Dissociation of anti-tumor immune responses in rats immunized with solubilized tumor-associated antigens from a methylcholanthrene-induced fibrosarcoma

Abstract

Soluble tumor antigens were prepared from chemically-induced rat fibrosarcoma KMT-17 cells by various methods [Na-deoxycholate (DOC), 3 M-KCI extraction, and crude membrane preparations by mechanical disruption]. Soluble tumor antigens prepared by DOC extraction (DOC-STA) could be detected by a radioisotopic footpad assay (FPA) and they showed the strongest antigenic activity in KMT-17 immune rats. Anti-tumor immune responses in rats previously immunized with DOC-STA were measured by FPA, Winn assay, and transplantation resistance. Significant responses detected by the FPA and Winn assay were demonstrated in rats immunized with DOC-STA. However, rats previously immunized with DOC-STA showed a significant enhancement of tumor growth when challenged with KMT-17 cells.
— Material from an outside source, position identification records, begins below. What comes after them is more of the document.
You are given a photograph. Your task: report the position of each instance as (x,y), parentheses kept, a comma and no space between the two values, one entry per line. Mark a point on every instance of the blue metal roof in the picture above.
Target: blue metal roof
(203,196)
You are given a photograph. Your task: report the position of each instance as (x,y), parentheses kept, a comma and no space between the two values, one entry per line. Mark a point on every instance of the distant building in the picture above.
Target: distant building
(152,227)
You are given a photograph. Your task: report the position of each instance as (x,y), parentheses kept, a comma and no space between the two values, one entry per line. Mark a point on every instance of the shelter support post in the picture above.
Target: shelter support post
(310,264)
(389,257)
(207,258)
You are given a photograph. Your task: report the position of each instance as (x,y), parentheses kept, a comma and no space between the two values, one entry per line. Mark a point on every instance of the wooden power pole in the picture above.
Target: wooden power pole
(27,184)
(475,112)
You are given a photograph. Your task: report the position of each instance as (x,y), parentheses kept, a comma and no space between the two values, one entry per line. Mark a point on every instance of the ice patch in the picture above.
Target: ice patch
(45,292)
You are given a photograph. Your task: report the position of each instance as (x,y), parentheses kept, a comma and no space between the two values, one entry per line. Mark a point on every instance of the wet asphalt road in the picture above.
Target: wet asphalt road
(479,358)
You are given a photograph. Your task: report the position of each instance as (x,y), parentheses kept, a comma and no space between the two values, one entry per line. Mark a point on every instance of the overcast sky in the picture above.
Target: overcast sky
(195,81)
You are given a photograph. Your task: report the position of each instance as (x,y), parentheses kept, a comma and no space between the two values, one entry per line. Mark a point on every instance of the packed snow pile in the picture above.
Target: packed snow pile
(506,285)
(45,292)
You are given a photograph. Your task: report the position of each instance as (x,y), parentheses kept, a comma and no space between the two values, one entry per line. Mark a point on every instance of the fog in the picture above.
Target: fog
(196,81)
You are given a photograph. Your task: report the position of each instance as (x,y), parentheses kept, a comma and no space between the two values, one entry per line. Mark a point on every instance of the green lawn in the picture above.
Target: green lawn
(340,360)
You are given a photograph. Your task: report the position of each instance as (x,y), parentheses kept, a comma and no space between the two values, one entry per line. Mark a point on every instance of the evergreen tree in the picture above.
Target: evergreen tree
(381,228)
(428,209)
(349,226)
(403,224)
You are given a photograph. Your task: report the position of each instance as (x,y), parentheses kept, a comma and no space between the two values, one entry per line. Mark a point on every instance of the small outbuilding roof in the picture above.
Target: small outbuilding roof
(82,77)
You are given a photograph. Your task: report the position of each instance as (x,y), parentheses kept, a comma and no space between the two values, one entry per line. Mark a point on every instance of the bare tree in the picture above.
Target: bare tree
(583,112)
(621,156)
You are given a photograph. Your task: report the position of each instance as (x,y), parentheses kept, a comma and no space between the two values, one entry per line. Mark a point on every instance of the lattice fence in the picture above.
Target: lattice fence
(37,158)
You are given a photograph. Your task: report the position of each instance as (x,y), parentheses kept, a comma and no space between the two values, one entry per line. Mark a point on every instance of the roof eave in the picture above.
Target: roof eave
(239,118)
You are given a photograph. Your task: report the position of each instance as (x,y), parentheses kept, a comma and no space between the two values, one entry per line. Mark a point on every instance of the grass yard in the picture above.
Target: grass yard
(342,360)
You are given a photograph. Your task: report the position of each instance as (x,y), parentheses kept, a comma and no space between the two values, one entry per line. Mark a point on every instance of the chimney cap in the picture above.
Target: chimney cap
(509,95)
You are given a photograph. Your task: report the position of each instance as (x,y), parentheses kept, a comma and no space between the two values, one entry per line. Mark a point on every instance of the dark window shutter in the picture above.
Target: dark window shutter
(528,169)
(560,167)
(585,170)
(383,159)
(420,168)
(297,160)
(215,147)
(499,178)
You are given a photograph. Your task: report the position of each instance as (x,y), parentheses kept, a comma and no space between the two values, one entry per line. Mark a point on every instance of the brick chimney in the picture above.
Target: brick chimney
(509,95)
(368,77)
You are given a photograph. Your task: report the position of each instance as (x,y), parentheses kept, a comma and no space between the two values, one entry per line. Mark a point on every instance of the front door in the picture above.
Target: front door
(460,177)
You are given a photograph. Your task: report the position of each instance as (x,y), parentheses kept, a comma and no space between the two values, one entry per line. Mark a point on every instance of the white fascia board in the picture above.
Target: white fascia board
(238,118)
This enhancement was specific for the tumor line used. Normal rats which received adoptive transfer of thymus and spleen cells from rats immunized with DOC-STA produced specific enhancement of tumor growth as compared with non-treated rats. Administration of cyclophosphamide before immunization with DOC-STA abrogated the enhanced tumor growth in the host. These results suggest that immunization with soluble tumor antigens specifically enhanced tumor growth by the induction of immunosuppressor cells. Dissociation between the anti-tumor immunity detected by the FPA and Winn assay and the enhanced tumor growth detected by transplantation resistance in rats immunized with DOC-STA is discussed.